District councils claim separate proposals for a single, unitary council for all of Oxfordshire, currently being developed by the county council, could jeopardise a devolution bid.

But that suggestion was rejected by county council leader Ian Hudspeth, pictured above.

He said: “I have always been clear that we can work on proposals for a unitary authority and for devolution at the same time.

“[The Government] has explicitly said that is possible.”

When asked if his council would back the devolution proposals, he said the issue of what planning powers the mayor would have remained “a big stumbling block”.

At present district councils have proposed the mayor and combined authority could create a non-statutory ‘spatial plan’ for Oxfordshire that would be considered when Local Plans – the blueprints for where development can take place in an area - were being drawn up.

But Mr Hudspeth said the mayor’s powers should go further. He said: “To make planning and transport work together properly, the mayor should have more influence over spatial planning.

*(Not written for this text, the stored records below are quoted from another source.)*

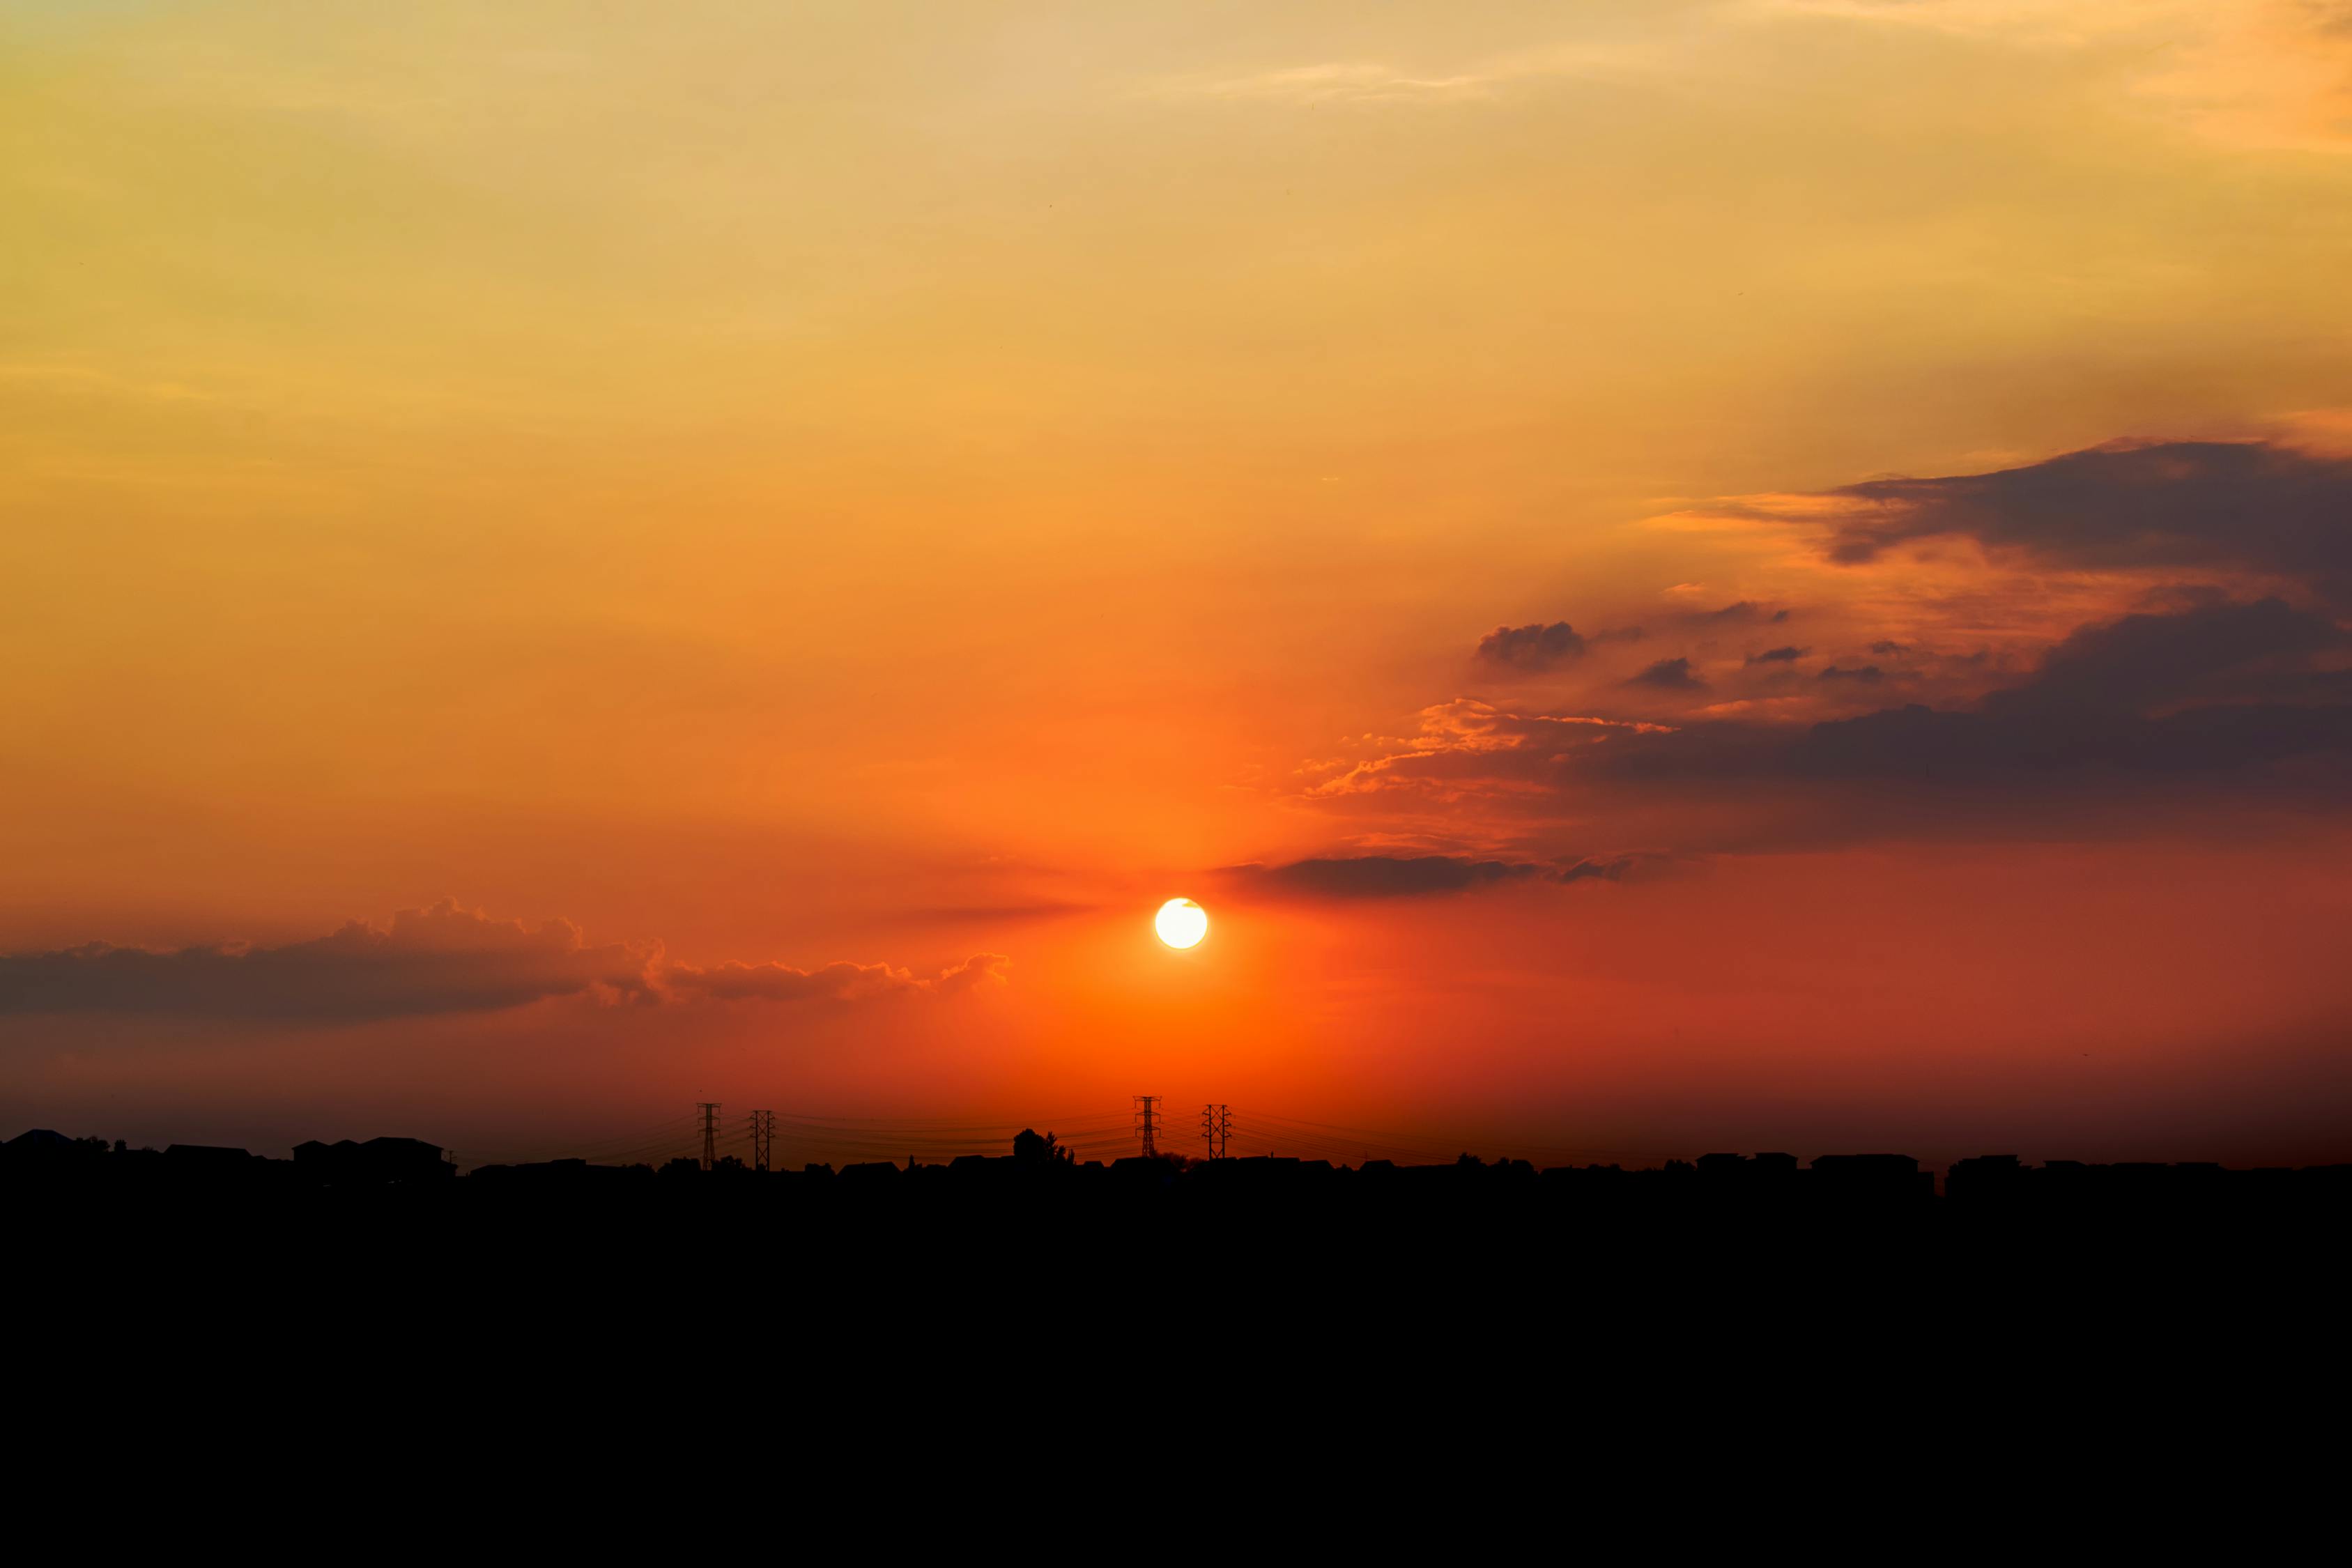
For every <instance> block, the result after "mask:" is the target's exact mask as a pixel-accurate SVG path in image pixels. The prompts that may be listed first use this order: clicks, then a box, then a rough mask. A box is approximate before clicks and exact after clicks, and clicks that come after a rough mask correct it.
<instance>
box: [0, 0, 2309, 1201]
mask: <svg viewBox="0 0 2352 1568" xmlns="http://www.w3.org/2000/svg"><path fill="white" fill-rule="evenodd" d="M2347 85H2352V28H2347V26H2345V9H2343V7H2340V5H2319V2H2310V5H2307V2H2303V0H2216V2H2206V0H2194V2H2192V0H2150V2H2145V5H2143V2H2131V0H2051V2H2049V5H2006V2H1992V0H1835V2H1832V0H1818V2H1816V0H1599V2H1592V5H1571V7H1559V5H1531V2H1522V0H1463V2H1461V5H1381V7H1367V5H1343V2H1338V0H1303V2H1296V5H1289V2H1284V5H1244V7H1200V5H1195V2H1192V0H1122V2H1120V5H1080V2H1077V0H1004V2H995V0H985V2H976V5H901V2H896V0H882V2H870V5H868V2H861V5H788V7H776V5H753V2H748V0H677V2H675V5H670V7H659V9H652V7H602V5H574V2H569V0H529V2H522V5H494V7H482V5H452V2H442V0H416V2H414V5H397V7H383V5H353V2H346V0H308V2H303V5H292V2H278V0H219V2H205V5H160V2H148V0H122V2H111V5H64V2H35V5H12V7H5V9H0V132H5V134H0V190H5V209H7V214H9V216H7V237H9V242H7V247H0V282H5V287H0V320H5V334H0V715H5V717H7V722H5V724H0V778H5V780H7V790H5V795H7V809H5V811H0V865H5V867H7V875H5V877H0V1138H7V1135H12V1133H14V1131H19V1128H31V1126H54V1128H61V1131H66V1133H82V1131H92V1133H106V1135H108V1138H115V1135H120V1138H129V1140H132V1143H134V1145H136V1143H139V1140H155V1143H169V1140H183V1143H223V1145H249V1147H256V1150H261V1147H270V1150H285V1147H289V1145H292V1143H296V1140H303V1138H329V1140H332V1138H343V1135H353V1138H367V1135H374V1133H414V1135H416V1138H426V1140H430V1143H435V1145H447V1147H452V1150H456V1152H459V1157H461V1159H468V1161H473V1159H489V1157H503V1154H515V1152H529V1150H541V1147H569V1145H567V1140H574V1143H581V1140H593V1138H595V1135H612V1138H619V1131H626V1128H633V1126H637V1124H649V1121H656V1119H663V1117H684V1114H687V1112H689V1107H694V1105H696V1103H703V1100H722V1103H727V1105H741V1107H753V1105H757V1107H769V1105H774V1107H781V1110H783V1112H786V1114H790V1112H797V1110H807V1112H826V1114H833V1117H842V1119H858V1117H903V1119H934V1121H941V1124H964V1121H990V1124H995V1121H1000V1119H1002V1121H1007V1124H1011V1126H1025V1124H1028V1121H1030V1119H1040V1117H1047V1114H1049V1112H1077V1110H1089V1112H1094V1110H1103V1112H1105V1114H1115V1117H1117V1119H1120V1124H1122V1126H1124V1117H1127V1107H1129V1103H1131V1098H1134V1095H1164V1098H1167V1105H1169V1107H1174V1110H1171V1114H1176V1112H1181V1114H1183V1117H1185V1119H1188V1117H1192V1114H1197V1110H1200V1105H1204V1103H1232V1105H1237V1107H1270V1110H1277V1112H1284V1114H1294V1117H1303V1119H1315V1121H1322V1124H1345V1126H1367V1128H1392V1131H1397V1133H1414V1135H1428V1138H1430V1140H1435V1143H1437V1145H1439V1147H1444V1150H1458V1147H1470V1145H1468V1140H1472V1138H1475V1140H1479V1143H1477V1147H1479V1150H1482V1152H1501V1150H1517V1147H1522V1145H1524V1147H1526V1150H1534V1154H1531V1157H1534V1159H1555V1161H1557V1159H1588V1157H1590V1159H1597V1161H1611V1159H1623V1161H1625V1164H1656V1161H1661V1159H1668V1157H1693V1154H1700V1152H1708V1150H1783V1147H1785V1150H1797V1152H1813V1150H1858V1147H1898V1150H1903V1152H1907V1154H1917V1157H1922V1159H1950V1157H1966V1154H1980V1152H1985V1150H2020V1152H2025V1154H2053V1157H2084V1159H2100V1157H2105V1159H2138V1157H2164V1159H2232V1161H2246V1164H2300V1161H2321V1159H2352V1131H2347V1128H2352V1098H2347V1095H2352V1091H2347V1088H2345V1086H2347V1084H2352V1074H2347V1072H2345V1051H2347V1046H2345V1041H2347V1039H2352V985H2347V980H2345V936H2347V931H2352V806H2347V802H2352V289H2347V287H2345V280H2347V277H2352V87H2347ZM1169 889H1190V893H1192V896H1195V898H1197V900H1200V903H1195V900H1192V898H1169ZM1162 900H1167V903H1162ZM1204 905H1211V907H1214V910H1216V940H1214V943H1207V945H1202V938H1204V936H1207V931H1209V917H1207V912H1204ZM1155 907H1157V914H1155V917H1152V929H1155V931H1157V938H1160V940H1157V943H1152V940H1148V938H1145V936H1143V929H1141V926H1143V912H1145V910H1155ZM1171 950H1176V952H1171ZM1183 950H1192V957H1190V959H1185V957H1181V952H1183ZM1049 1126H1051V1124H1049V1121H1042V1119H1040V1121H1037V1131H1040V1133H1042V1131H1049ZM1070 1126H1075V1124H1070ZM1185 1128H1190V1121H1185ZM1538 1145H1541V1147H1543V1150H1552V1152H1550V1154H1543V1152H1541V1150H1538ZM2157 1145H2161V1150H2157ZM614 1147H621V1145H619V1143H616V1145H614ZM2152 1150H2154V1154H2150V1152H2152ZM1251 1152H1263V1150H1251ZM898 1157H903V1154H898Z"/></svg>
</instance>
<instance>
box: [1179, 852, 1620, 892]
mask: <svg viewBox="0 0 2352 1568" xmlns="http://www.w3.org/2000/svg"><path fill="white" fill-rule="evenodd" d="M1630 865H1632V860H1630V858H1616V860H1599V858H1590V860H1573V863H1536V860H1472V858H1468V856H1338V858H1312V860H1291V863H1287V865H1228V867H1223V870H1221V872H1218V877H1223V879H1225V882H1230V884H1235V886H1240V889H1244V891H1251V889H1254V891H1263V893H1270V896H1289V898H1312V900H1355V898H1425V896H1432V893H1465V891H1472V889H1484V886H1503V884H1512V882H1588V879H1602V882H1616V879H1621V877H1623V875H1625V872H1628V867H1630Z"/></svg>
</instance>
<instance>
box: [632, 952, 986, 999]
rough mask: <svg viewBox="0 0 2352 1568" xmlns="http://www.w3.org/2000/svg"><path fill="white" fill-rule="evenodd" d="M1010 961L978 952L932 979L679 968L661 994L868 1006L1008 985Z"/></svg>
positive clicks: (889, 976)
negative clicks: (923, 996) (840, 1002)
mask: <svg viewBox="0 0 2352 1568" xmlns="http://www.w3.org/2000/svg"><path fill="white" fill-rule="evenodd" d="M1007 966H1009V959H1007V957H1004V954H1002V952H978V954H974V957H969V959H964V961H962V964H957V966H955V969H948V971H941V973H938V976H931V978H917V976H915V973H913V971H906V969H891V966H889V964H826V966H823V969H790V966H788V964H720V966H715V969H691V966H684V964H673V966H668V969H663V971H661V990H663V992H666V994H670V997H677V999H696V997H710V999H715V1001H868V999H873V997H898V994H920V992H929V994H941V997H953V994H955V992H967V990H976V987H983V985H1002V983H1004V971H1007Z"/></svg>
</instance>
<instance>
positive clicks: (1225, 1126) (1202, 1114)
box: [1200, 1105, 1232, 1159]
mask: <svg viewBox="0 0 2352 1568" xmlns="http://www.w3.org/2000/svg"><path fill="white" fill-rule="evenodd" d="M1228 1138H1232V1110H1228V1107H1225V1105H1202V1107H1200V1140H1202V1143H1207V1145H1209V1159H1225V1140H1228Z"/></svg>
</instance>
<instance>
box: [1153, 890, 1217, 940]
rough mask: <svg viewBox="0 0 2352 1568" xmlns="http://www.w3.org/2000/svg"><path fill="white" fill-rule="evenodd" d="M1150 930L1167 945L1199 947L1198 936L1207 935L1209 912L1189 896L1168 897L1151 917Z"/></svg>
mask: <svg viewBox="0 0 2352 1568" xmlns="http://www.w3.org/2000/svg"><path fill="white" fill-rule="evenodd" d="M1152 931H1157V933H1160V940H1162V943H1167V945H1169V947H1200V938H1204V936H1209V912H1207V910H1202V907H1200V905H1197V903H1192V900H1190V898H1169V900H1167V903H1164V905H1160V912H1157V914H1155V917H1152Z"/></svg>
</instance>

“It cannot just be someone who is globetrotting all over the place, otherwise we are just adding another layer of local government and creating more confusion.”

The review produced by Oxford City Council’s scrutiny committee also called for a new way to overcome “deadlocks in strategic decision making” that had delayed progress on building new homes in the county.

The committee will meet to discuss the report on Thursday at 6pm in Oxford Town Hall, St Aldate’s.